The Art of Reward Shaping
I’ve been training an autonomous drone racing agent called ICARUS — a reinforcement learning system that learns to fly through gates at high speed using only a monocular camera. Along the way I’ve collected some hard-won lessons about reward design that I think generalize well beyond drone racing.
This isn’t an RL textbook post. It’s a practitioner’s field guide: what worked, what didn’t, and what surprised me.
Chapter 1: The Naive Reward That Worked
ICARUS v5 uses what I’d call a “blue-collar” reward function. Nothing fancy:
- Progress reward: Linear distance reduction toward the next gate center (w=2.0)

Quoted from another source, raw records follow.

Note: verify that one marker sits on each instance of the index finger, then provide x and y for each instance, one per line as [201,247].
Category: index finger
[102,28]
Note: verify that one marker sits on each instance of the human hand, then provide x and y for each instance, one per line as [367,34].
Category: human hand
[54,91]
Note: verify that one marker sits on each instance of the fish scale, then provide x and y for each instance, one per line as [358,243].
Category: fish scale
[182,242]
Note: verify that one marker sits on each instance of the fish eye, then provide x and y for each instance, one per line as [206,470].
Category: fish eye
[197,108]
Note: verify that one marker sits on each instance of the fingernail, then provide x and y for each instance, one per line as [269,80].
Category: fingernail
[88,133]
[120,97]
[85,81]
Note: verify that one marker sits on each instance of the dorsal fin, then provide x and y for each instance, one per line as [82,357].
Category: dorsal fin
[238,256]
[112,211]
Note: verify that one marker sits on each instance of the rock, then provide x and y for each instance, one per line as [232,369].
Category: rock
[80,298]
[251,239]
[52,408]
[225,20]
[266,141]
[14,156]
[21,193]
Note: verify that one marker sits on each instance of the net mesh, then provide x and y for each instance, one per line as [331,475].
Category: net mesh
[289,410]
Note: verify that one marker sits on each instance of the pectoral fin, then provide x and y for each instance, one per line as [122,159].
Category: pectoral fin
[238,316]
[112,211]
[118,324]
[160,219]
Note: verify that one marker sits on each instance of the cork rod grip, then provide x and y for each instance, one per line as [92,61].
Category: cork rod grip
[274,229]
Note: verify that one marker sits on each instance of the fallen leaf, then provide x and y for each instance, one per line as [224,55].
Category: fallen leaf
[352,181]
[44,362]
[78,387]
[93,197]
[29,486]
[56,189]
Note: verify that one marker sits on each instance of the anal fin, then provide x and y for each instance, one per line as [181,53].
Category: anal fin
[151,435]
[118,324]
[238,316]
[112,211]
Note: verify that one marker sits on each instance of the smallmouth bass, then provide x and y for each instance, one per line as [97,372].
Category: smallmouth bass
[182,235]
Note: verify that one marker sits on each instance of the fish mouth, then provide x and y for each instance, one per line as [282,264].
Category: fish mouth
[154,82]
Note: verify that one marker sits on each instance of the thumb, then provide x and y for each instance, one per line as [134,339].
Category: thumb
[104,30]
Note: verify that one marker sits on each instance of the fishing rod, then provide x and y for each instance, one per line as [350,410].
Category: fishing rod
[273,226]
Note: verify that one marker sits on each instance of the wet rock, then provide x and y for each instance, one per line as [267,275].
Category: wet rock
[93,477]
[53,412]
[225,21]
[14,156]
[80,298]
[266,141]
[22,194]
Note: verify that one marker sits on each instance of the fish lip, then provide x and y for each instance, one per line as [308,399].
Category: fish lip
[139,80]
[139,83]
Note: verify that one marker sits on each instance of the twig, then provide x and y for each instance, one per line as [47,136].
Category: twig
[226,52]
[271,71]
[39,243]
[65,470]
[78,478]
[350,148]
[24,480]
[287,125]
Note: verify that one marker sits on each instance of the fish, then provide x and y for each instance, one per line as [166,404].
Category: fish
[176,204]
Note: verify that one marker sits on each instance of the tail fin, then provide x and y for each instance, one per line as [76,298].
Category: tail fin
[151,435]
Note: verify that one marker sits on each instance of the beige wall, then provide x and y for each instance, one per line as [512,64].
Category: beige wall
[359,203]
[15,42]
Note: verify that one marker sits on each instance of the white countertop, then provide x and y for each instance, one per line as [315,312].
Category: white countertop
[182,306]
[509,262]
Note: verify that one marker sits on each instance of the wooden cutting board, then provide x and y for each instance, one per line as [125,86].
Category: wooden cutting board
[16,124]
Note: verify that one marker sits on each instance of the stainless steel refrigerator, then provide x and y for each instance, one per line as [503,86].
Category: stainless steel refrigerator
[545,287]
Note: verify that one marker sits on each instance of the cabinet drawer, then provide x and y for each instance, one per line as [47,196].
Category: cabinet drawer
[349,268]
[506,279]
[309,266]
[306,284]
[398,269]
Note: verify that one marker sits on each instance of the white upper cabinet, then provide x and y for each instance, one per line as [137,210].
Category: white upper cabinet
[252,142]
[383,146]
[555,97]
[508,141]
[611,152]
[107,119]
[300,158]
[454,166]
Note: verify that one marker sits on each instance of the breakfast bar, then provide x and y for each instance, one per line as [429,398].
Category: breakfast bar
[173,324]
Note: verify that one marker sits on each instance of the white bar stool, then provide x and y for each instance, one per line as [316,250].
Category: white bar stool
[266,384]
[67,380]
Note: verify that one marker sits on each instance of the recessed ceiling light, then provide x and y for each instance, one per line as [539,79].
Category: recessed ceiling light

- Gate passage bonus: +50 for flying through a gate
- Finish bonus: +200 for completing the course
- Crash penalty: -50 for hitting anything
That’s the core. There are some supporting terms — velocity alignment, proximity shaping, time penalties — but the backbone is simple: get closer to the gate, fly through it, don’t crash.
v5 trained on a 3→5→10 gate curriculum (start easy, promote when you’re good enough) and achieved 96.7% overall completion across straight, slalom, and random track layouts. 100% on straights, 90% on slalom, 90% on random.
Not bad for a reward function you could explain to a high schooler.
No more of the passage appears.